Keywords: Neural SDE, Uncertainty, Physics Informed Network, Climate Emulator
TL;DR: A 10-year auto-regressive, advection informed, uncertainty aware climate emulator trained on NLL objective.
Abstract: Physics based numerical climate models serve as critical tools for evaluating the effects of climate change and projecting future climate scenarios. However, the reliance on numerical simulations of physical equations renders them computationally intensive and inefficient.

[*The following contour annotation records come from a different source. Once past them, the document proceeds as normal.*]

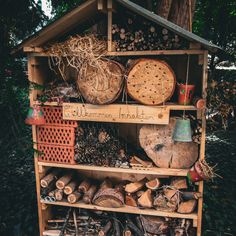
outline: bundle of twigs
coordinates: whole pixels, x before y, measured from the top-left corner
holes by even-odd
[[[66,80],[66,69],[76,69],[79,78],[82,78],[87,68],[94,67],[104,73],[103,60],[106,54],[106,41],[95,35],[76,35],[65,42],[53,44],[46,53],[51,55],[49,65],[58,68],[60,75]]]

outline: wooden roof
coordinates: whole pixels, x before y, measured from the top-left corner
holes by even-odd
[[[138,15],[145,17],[146,19],[165,27],[166,29],[175,32],[176,34],[182,36],[183,38],[189,40],[190,42],[200,43],[202,47],[208,49],[211,52],[216,52],[220,49],[217,45],[210,43],[209,41],[193,34],[178,25],[154,14],[151,11],[129,1],[129,0],[114,0],[119,5],[135,12]],[[21,50],[24,47],[39,47],[43,46],[47,42],[50,42],[64,34],[70,32],[73,28],[78,25],[83,24],[86,20],[99,14],[98,10],[99,0],[87,0],[85,3],[81,4],[71,12],[65,14],[61,18],[55,20],[49,25],[45,26],[39,32],[24,40],[14,52]]]

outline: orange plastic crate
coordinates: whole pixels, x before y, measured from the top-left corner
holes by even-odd
[[[62,107],[43,106],[42,109],[44,118],[46,120],[46,125],[68,126],[68,127],[78,126],[76,121],[63,120]]]
[[[74,147],[38,144],[38,160],[42,162],[76,164]]]
[[[74,146],[75,128],[43,125],[37,127],[37,142],[59,146]]]

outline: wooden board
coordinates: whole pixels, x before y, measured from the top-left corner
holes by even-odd
[[[83,209],[92,209],[96,211],[111,211],[111,212],[123,212],[130,214],[142,214],[142,215],[152,215],[152,216],[163,216],[163,217],[174,217],[174,218],[182,218],[182,219],[197,219],[196,213],[191,214],[180,214],[176,212],[164,212],[158,211],[156,209],[139,209],[136,207],[123,206],[119,208],[110,208],[110,207],[101,207],[93,204],[85,204],[82,202],[77,202],[74,204],[70,204],[68,202],[60,201],[60,202],[45,202],[41,200],[41,203],[56,205],[56,206],[67,206],[67,207],[78,207]]]
[[[100,60],[99,66],[99,69],[96,66],[87,66],[83,75],[79,75],[77,85],[88,103],[109,104],[114,102],[122,91],[124,68],[111,60]]]
[[[140,59],[128,73],[127,92],[146,105],[164,104],[174,93],[175,74],[164,61]]]
[[[145,174],[145,175],[160,175],[160,176],[187,176],[188,170],[184,169],[170,169],[170,168],[143,168],[143,169],[122,169],[116,167],[102,167],[102,166],[89,166],[89,165],[67,165],[57,163],[38,162],[39,166],[44,167],[57,167],[76,170],[91,170],[94,172],[111,172],[111,173],[130,173],[130,174]],[[104,174],[108,175],[108,173]]]
[[[91,105],[63,103],[63,119],[137,124],[168,124],[170,110],[166,107],[141,105]]]
[[[169,125],[143,125],[139,141],[148,157],[159,167],[188,169],[198,159],[198,145],[194,142],[174,142],[175,118]]]

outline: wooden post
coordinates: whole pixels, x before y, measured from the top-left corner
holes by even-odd
[[[204,52],[203,56],[203,67],[202,67],[202,97],[206,99],[206,89],[207,89],[207,64],[208,64],[208,51]],[[206,109],[202,110],[202,137],[200,144],[200,160],[205,158],[205,142],[206,142]],[[199,182],[198,191],[203,193],[203,181]],[[202,230],[202,205],[203,198],[198,199],[198,218],[197,218],[197,236],[201,235]]]
[[[112,0],[107,1],[107,50],[112,51]]]

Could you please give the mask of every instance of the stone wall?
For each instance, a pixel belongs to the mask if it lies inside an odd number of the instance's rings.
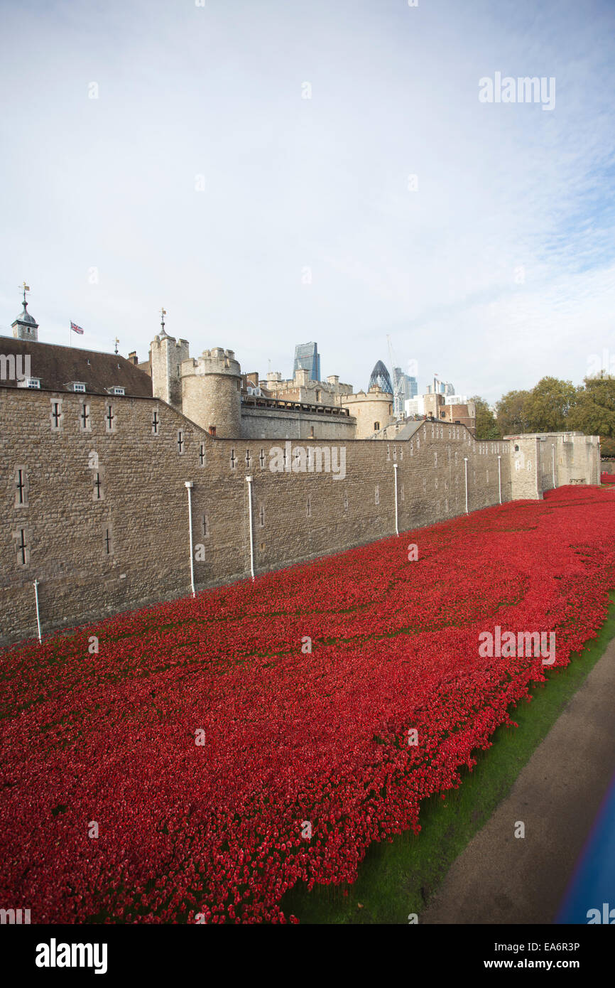
[[[244,439],[329,439],[338,442],[353,440],[356,419],[340,415],[293,409],[259,408],[243,404],[241,436]]]
[[[442,423],[276,445],[213,439],[156,398],[8,387],[0,422],[3,643],[36,634],[35,579],[43,633],[190,593],[186,481],[197,590],[250,575],[247,475],[257,573],[393,535],[396,473],[401,533],[465,511],[465,457],[470,511],[498,504],[499,463],[502,501],[523,489],[510,444]]]

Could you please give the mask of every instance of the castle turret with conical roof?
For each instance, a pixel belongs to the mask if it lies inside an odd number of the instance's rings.
[[[30,288],[24,282],[24,311],[20,312],[17,319],[11,323],[11,328],[16,340],[31,340],[36,343],[38,340],[38,323],[28,311],[27,291],[30,291]]]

While deep learning methodologies have made significant progress in weather forecasting, they are still unstable for longer roll-out climate emulation task. Here, we propose PACER, a relatively lightweight 2.1M parameter Physics Informed Uncertainty Aware Climate EmulatoR. PACER is trained across is trained across varying spatial resolutions and physics based climate models, enabling faithful and stable emulation of temperature fields at multiple surface levels over a 10 year horizon. We propose an auto-regressive ODE–SDE framework for climate emulation that integrates the fundamental physical law of advection, while being trained under a negative log-likelihood objective to enable principled uncertainty quantification of stochastic variability. We show PACER's emulation performance across 20 climate models outperforming relevant baselines and advancing towards explicit physics infusion in ML emulator.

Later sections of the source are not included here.